# treble hooks



## EYE MISOR (Jun 21, 2004)

im getting some big o style baits from netcraft the little ones and it says to use size 10i was wondering if anyone gets these and what kind and size of hook to get?alsosome one told me to get mustad tripple grip hooksand put them on the back of all my cranks does any one do this?and ive read articles on changing the middle hook to red on alot of ur cranks does any of this work?i was looking at hooks and there are so many of them short shank ,long shank, bronze ,black nickel and so on.ive also notice on some of my cranks from the factory the middle hook is bigger than the end hook.does that make a differance?should i leave them alone or does changing hooks really increase catches.any help would be awesome.


thanks bob


----------



## johnboy111711 (Apr 7, 2004)

I always go with gamagatsu trebles, but heard great things about the trip grips...I'd go with a size 8 hook, and maybe a 6 on the front depending on the bait size.


----------



## billybob7059 (Mar 27, 2005)

I always keep the same hooks that came with the bait. If I do change them I put the same size hook back on, normally mustad


----------



## Saildog (Aug 2, 2004)

I really like the VMC "cone cut" trebles.
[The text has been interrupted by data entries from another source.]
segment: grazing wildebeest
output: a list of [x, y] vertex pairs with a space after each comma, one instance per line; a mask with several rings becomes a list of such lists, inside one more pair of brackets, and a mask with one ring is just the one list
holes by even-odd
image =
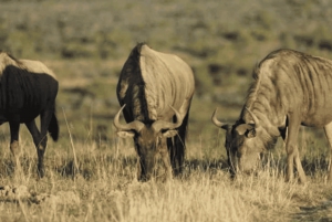
[[332, 61], [278, 50], [257, 65], [253, 78], [234, 125], [219, 121], [217, 109], [212, 114], [215, 125], [226, 129], [225, 146], [234, 173], [253, 170], [260, 154], [273, 147], [281, 136], [287, 150], [286, 179], [293, 179], [295, 166], [300, 181], [304, 182], [297, 142], [300, 125], [324, 127], [332, 148]]
[[[44, 175], [43, 156], [48, 130], [58, 140], [59, 125], [55, 116], [55, 97], [59, 84], [55, 75], [43, 63], [15, 60], [0, 52], [0, 124], [9, 121], [10, 149], [18, 158], [20, 124], [25, 124], [38, 154], [38, 173]], [[40, 130], [34, 119], [40, 115]]]
[[[194, 89], [193, 71], [178, 56], [154, 51], [144, 43], [132, 50], [117, 83], [122, 108], [114, 126], [118, 136], [134, 138], [138, 180], [151, 179], [158, 155], [166, 179], [172, 178], [172, 168], [175, 175], [181, 172]], [[120, 124], [122, 110], [127, 124]]]

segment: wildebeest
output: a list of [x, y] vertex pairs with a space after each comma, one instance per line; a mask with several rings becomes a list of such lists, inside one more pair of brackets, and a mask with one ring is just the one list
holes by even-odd
[[[59, 84], [54, 73], [43, 63], [17, 60], [0, 52], [0, 124], [9, 121], [10, 149], [18, 158], [20, 124], [25, 124], [38, 154], [38, 173], [44, 176], [43, 156], [48, 131], [58, 140], [55, 97]], [[34, 119], [40, 116], [40, 129]]]
[[234, 125], [219, 121], [216, 112], [212, 114], [215, 125], [226, 129], [228, 161], [234, 172], [251, 171], [260, 154], [281, 136], [287, 150], [286, 179], [293, 179], [295, 166], [304, 182], [297, 142], [300, 125], [323, 127], [332, 148], [332, 61], [278, 50], [256, 66], [252, 76], [255, 82]]
[[[132, 50], [117, 83], [122, 108], [114, 126], [118, 136], [134, 138], [138, 180], [151, 179], [158, 155], [167, 179], [173, 170], [175, 175], [181, 172], [194, 89], [193, 71], [178, 56], [154, 51], [144, 43]], [[127, 124], [120, 123], [122, 110]]]

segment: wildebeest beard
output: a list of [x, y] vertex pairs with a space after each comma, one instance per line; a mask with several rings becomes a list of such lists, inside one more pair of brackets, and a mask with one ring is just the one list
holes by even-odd
[[[239, 133], [237, 131], [238, 127], [243, 127], [243, 128], [247, 127], [248, 130], [246, 130], [243, 133], [243, 135], [239, 135]], [[229, 169], [230, 169], [230, 173], [231, 173], [232, 178], [235, 177], [236, 171], [237, 171], [232, 158], [248, 158], [247, 154], [245, 156], [242, 156], [242, 152], [240, 151], [241, 147], [248, 139], [252, 139], [255, 145], [249, 147], [249, 149], [251, 149], [251, 150], [248, 150], [247, 152], [249, 155], [253, 154], [253, 152], [259, 154], [260, 160], [262, 160], [264, 151], [270, 150], [276, 146], [276, 142], [278, 140], [277, 136], [270, 135], [263, 127], [260, 129], [259, 136], [256, 136], [255, 129], [256, 129], [255, 125], [246, 124], [245, 120], [242, 120], [242, 119], [237, 120], [236, 124], [232, 125], [231, 129], [229, 129], [230, 138], [226, 139], [225, 147], [226, 147], [226, 151], [227, 151], [227, 156], [228, 156], [228, 165], [229, 165]], [[250, 138], [249, 134], [251, 134], [251, 138]], [[245, 147], [246, 147], [246, 145], [245, 145]], [[255, 160], [251, 160], [251, 161], [255, 161]], [[261, 162], [259, 162], [259, 165], [260, 163]]]

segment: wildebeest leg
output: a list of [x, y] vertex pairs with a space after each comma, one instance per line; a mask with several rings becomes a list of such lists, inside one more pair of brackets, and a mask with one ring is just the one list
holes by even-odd
[[[37, 125], [35, 125], [34, 119], [32, 119], [31, 121], [27, 121], [27, 123], [25, 123], [25, 126], [27, 126], [27, 128], [29, 129], [29, 131], [30, 131], [30, 134], [31, 134], [31, 136], [32, 136], [33, 144], [34, 144], [34, 146], [35, 146], [35, 148], [37, 148], [37, 154], [38, 154], [38, 147], [39, 147], [39, 144], [40, 144], [40, 141], [41, 141], [41, 136], [40, 136], [39, 129], [37, 128]], [[39, 154], [38, 154], [38, 156], [39, 156]], [[39, 165], [40, 165], [40, 163], [39, 163]], [[42, 177], [41, 173], [40, 173], [39, 167], [40, 167], [40, 166], [38, 166], [38, 175], [39, 175], [40, 177]]]
[[20, 131], [20, 123], [19, 121], [9, 121], [10, 128], [10, 151], [14, 159], [15, 165], [15, 173], [21, 173], [21, 162], [20, 162], [20, 144], [19, 144], [19, 131]]
[[176, 148], [174, 146], [174, 138], [167, 138], [166, 139], [168, 155], [172, 163], [172, 168], [174, 171], [174, 175], [177, 175], [177, 166], [176, 166]]
[[178, 173], [181, 173], [184, 169], [188, 118], [189, 113], [187, 113], [187, 115], [185, 116], [181, 126], [178, 128], [178, 135], [174, 138], [174, 144], [176, 147], [176, 159], [178, 162]]
[[48, 129], [53, 116], [54, 109], [44, 110], [40, 115], [40, 141], [34, 144], [38, 154], [38, 171], [39, 176], [44, 177], [44, 152], [48, 145]]
[[20, 123], [9, 121], [9, 127], [10, 127], [10, 150], [11, 154], [17, 159], [21, 152], [20, 144], [19, 144]]
[[305, 182], [305, 173], [301, 165], [299, 149], [298, 149], [298, 135], [300, 129], [300, 119], [298, 118], [298, 115], [294, 114], [293, 116], [290, 116], [289, 118], [289, 125], [288, 125], [288, 135], [287, 135], [287, 141], [286, 141], [286, 151], [287, 151], [287, 175], [286, 180], [291, 181], [294, 177], [293, 171], [293, 165], [295, 165], [295, 168], [299, 173], [300, 182]]
[[166, 181], [172, 179], [172, 166], [168, 155], [168, 149], [166, 145], [166, 139], [163, 139], [160, 145], [160, 156], [165, 167]]
[[329, 162], [330, 169], [329, 169], [328, 180], [331, 181], [332, 180], [332, 167], [331, 167], [331, 163], [332, 163], [331, 162], [332, 161], [332, 121], [324, 126], [324, 131], [325, 131], [326, 138], [330, 144], [330, 162]]

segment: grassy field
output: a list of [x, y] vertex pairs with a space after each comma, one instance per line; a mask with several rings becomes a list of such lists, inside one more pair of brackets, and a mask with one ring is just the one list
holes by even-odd
[[[46, 176], [21, 127], [22, 170], [13, 170], [9, 127], [0, 127], [0, 221], [331, 221], [330, 155], [322, 129], [301, 128], [308, 183], [286, 183], [282, 141], [259, 175], [229, 178], [225, 133], [270, 51], [332, 59], [330, 1], [0, 1], [0, 47], [44, 62], [60, 81], [61, 137], [50, 139]], [[112, 125], [118, 73], [137, 42], [183, 57], [195, 71], [181, 178], [136, 181], [131, 140]], [[162, 169], [159, 170], [163, 176]]]

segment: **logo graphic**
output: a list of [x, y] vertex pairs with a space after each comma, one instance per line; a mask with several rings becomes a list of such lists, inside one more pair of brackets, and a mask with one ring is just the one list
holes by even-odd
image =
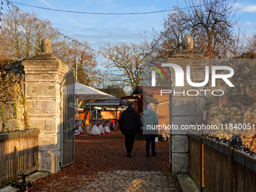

They come on all of the newer Rapala's and are wickedly sharp. I think every good lure has a little red on it and red hooks are a good way to get this done. 

I have seen studies that most fish strike from the side (rather than chasing down a bait) and that a larger front treble will assist in hook-ups. Believe this if you will...I normally don't bother and just replace with the same size as I took off.


----------



## Shortdrift (Apr 5, 2004)

I usually go up one hook size over what the lure comes with up to size 6 original. I also use Mustad EWG (extra wide gap) hooksas walleye have fairly thick lips and the EWG provides room to turn the hook through.


----------



## EYE MISOR (Jun 21, 2004)

for the info i appreciate it




thanks bob


----------